Enhancing the photoelectrochemical activity and stability of plate-like WO3 photoanode in neutral electrolyte solution using optimum loading of BiVO4 layer and NiFe–LDH electrodeposition

Tungsten trioxide (WO3) is an attractive candidate that can be used as a photoanode in the photoelectrochemical (PEC) water splitting device. However, WO3 photoanode is known for its high thermodynamic and chemical stability only in strong acidic (low pH) electrolyte solution and its relatively wide bandgap energy (2.8 eV) leads to insufficient absorption of visible light. The current study explored a WO3/BiVO4 heterojunction photoanode, consisting of plate-like WO3 covered with a uniform and highly porous BiVO4 thin layer, with electrodeposition of NiFe–LDH as a co-catalyst for oxygen evolution reaction.
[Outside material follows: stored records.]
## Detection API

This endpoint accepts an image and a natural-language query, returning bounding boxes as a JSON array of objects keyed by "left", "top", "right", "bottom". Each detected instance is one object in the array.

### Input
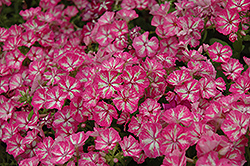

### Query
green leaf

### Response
[
  {"left": 209, "top": 38, "right": 230, "bottom": 46},
  {"left": 28, "top": 110, "right": 34, "bottom": 121}
]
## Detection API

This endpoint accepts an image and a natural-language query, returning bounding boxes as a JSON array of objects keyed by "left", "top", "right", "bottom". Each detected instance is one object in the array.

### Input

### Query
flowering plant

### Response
[{"left": 0, "top": 0, "right": 250, "bottom": 166}]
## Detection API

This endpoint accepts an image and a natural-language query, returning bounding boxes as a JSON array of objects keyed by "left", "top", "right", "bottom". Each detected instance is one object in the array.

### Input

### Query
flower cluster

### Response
[{"left": 0, "top": 0, "right": 250, "bottom": 166}]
This top layer of BiVO4 nanostructure not only exhibited an enhancement in absorption of visible light but also protected the underneath plate-like WO3 from being attacked by the neutral environment of electrolyte solution (pH=∼7), resulting in significant improvement in its stability. The electrodeposition of NiFe–LDH using an acidic aqueous electrolyte solution (pH=3.7) was employed to overcome the sluggish kinetics of water oxidation on the surface of BiVO4. To overcome the weakness of the chemical dissolution of BiVO4 nanostructure in strong acidic solution, the electrodeposition time was carefully optimized for 50 s, leading to a uniform distribution of co-catalyst on the surface of WO3/BiVO4 heterostructure without the dissolving of BiVO4 in the acidic media. The WO3/BVO5/NiFe50 photoanode with the highest PEC performance (photocurrent density of around 1.78 mA/cm2 at 1.23 V vs. RHE) could maintain around 75% of its initial photocurrent after 24 h.